Shira Greenberg, Chief Economist at Israel’s Ministry of Finance, has submitted a report containing recommendations for regulating digital assets in the country. The 109-page report was published on November 28 and appeared to have piqued the interest of top government officials.
The top of the agenda for Greenberg is the removal of the barriers clogging the advancement of a proper regulatory framework. The Chief Economist noted that clarifying government policy on new participants in the industry and simplifying the licensing process is the first step in putting Israel on the right track.
Greenberg called for wider powers to be given to the supervisor of financial service providers and opined for the creation of an effective tax regime for the digital asset industry. Furthermore, she noted that the industry would be safer for participants if Israel’s securities laws were expanded to apply to virtual currencies.
“I thank the Chief Economist for the comprehensive, professional, and dedicated work carried out by her and her staff on the subject, which is the most comprehensive and up-to-date report that currently exists on this subject for use by the government,” said Avigdor Lieberman, Minister of Finance.
Lieberman stated that he expects policymakers to rely on the recommendations in crafting a robust framework while adding that it balances the risks and benefits of the country’s financial system.
Other recommendations in the documents include establishing legislation to supervise the issuance of stablecoins and other digital assets that provide financial services. Greenberg suggested that the Bank of Israel should exercise significant powers over digital assets that could have a weighty effect on the economy while noting that attention should be given to the budding niche of decentralized autonomous organizations (DAOs).
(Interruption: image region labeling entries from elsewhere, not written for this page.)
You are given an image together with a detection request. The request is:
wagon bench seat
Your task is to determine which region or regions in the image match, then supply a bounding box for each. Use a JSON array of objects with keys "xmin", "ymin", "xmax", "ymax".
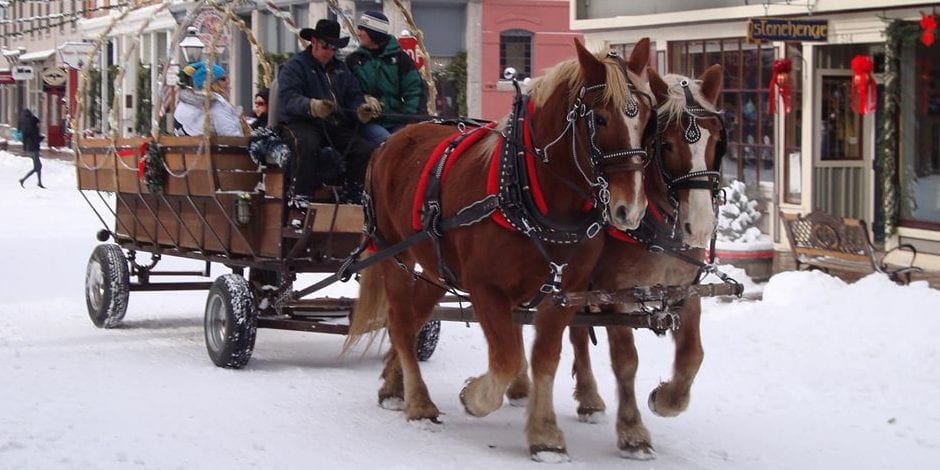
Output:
[{"xmin": 75, "ymin": 136, "xmax": 363, "ymax": 258}]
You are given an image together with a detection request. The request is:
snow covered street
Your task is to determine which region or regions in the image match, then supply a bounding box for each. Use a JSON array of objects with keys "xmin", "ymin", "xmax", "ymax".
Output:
[{"xmin": 0, "ymin": 152, "xmax": 940, "ymax": 470}]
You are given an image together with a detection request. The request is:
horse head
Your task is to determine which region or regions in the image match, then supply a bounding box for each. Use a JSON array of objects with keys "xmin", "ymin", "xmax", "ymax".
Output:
[
  {"xmin": 648, "ymin": 65, "xmax": 726, "ymax": 252},
  {"xmin": 532, "ymin": 39, "xmax": 653, "ymax": 230}
]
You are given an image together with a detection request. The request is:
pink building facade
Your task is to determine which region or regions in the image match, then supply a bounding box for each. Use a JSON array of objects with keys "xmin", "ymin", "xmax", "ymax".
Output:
[{"xmin": 480, "ymin": 0, "xmax": 584, "ymax": 119}]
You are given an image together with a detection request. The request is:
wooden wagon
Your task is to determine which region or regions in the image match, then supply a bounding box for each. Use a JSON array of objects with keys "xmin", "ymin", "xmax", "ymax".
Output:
[{"xmin": 76, "ymin": 136, "xmax": 440, "ymax": 367}]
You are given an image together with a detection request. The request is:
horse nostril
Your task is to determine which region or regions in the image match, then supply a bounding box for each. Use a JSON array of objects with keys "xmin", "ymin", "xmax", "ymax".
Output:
[{"xmin": 614, "ymin": 205, "xmax": 627, "ymax": 222}]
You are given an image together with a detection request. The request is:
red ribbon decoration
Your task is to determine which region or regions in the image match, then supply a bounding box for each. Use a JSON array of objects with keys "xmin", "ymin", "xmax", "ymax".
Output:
[
  {"xmin": 852, "ymin": 55, "xmax": 878, "ymax": 114},
  {"xmin": 767, "ymin": 59, "xmax": 793, "ymax": 114},
  {"xmin": 920, "ymin": 15, "xmax": 937, "ymax": 47}
]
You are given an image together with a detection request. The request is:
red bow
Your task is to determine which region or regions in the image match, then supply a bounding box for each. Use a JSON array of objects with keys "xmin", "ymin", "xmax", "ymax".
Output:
[
  {"xmin": 920, "ymin": 15, "xmax": 937, "ymax": 47},
  {"xmin": 767, "ymin": 59, "xmax": 793, "ymax": 114},
  {"xmin": 852, "ymin": 55, "xmax": 878, "ymax": 114}
]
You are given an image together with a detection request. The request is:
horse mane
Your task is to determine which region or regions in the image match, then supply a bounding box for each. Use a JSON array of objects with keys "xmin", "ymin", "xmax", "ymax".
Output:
[
  {"xmin": 531, "ymin": 54, "xmax": 639, "ymax": 114},
  {"xmin": 657, "ymin": 73, "xmax": 719, "ymax": 124}
]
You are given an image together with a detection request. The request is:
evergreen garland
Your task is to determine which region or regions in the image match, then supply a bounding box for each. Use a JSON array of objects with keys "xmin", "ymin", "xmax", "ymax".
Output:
[
  {"xmin": 877, "ymin": 20, "xmax": 921, "ymax": 235},
  {"xmin": 144, "ymin": 140, "xmax": 167, "ymax": 194}
]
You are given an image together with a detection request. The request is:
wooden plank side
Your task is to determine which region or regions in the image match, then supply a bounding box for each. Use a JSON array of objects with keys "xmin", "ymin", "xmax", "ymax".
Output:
[{"xmin": 310, "ymin": 203, "xmax": 365, "ymax": 234}]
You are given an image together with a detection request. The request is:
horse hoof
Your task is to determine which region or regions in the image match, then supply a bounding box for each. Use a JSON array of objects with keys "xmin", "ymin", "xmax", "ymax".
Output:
[
  {"xmin": 620, "ymin": 444, "xmax": 656, "ymax": 460},
  {"xmin": 529, "ymin": 446, "xmax": 571, "ymax": 463},
  {"xmin": 509, "ymin": 397, "xmax": 529, "ymax": 408},
  {"xmin": 379, "ymin": 397, "xmax": 405, "ymax": 411},
  {"xmin": 408, "ymin": 417, "xmax": 444, "ymax": 432},
  {"xmin": 578, "ymin": 408, "xmax": 607, "ymax": 424},
  {"xmin": 647, "ymin": 385, "xmax": 689, "ymax": 418}
]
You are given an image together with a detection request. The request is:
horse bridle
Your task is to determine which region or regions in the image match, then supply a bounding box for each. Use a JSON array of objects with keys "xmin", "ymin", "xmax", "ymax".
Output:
[{"xmin": 656, "ymin": 79, "xmax": 728, "ymax": 206}]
Israel has not lived up to the hype so far
Israel has always prided itself in being a tech-savvy country with a youthful population, but these metrics have not been reflected in terms of digital asset adoption in the country. A study by on-chain analytics firm Chainalysis placed Israel 111th out of 146 countries for digital asset adoption rate, a relatively low standing in the grand scheme.
The statistics are even grimmer for Israel as Greenberg notes that only 2% of the population admits to owning a virtual currency wallet. The country has recorded only 21 million distributed ledger technology (DLT) transactions which amount to less than 0.04% of global transactions.
Despite lagging behind in virtual currency adoption, Israel is making significant strides with its central bank digital currency (CBDC), with several pilots in the works by the central bank. The Bank of Israel has gone the extra mile to consider the potential of the digital shekel in facilitating cross-border transactions in a partnership with the Bank for International Settlements (BIS).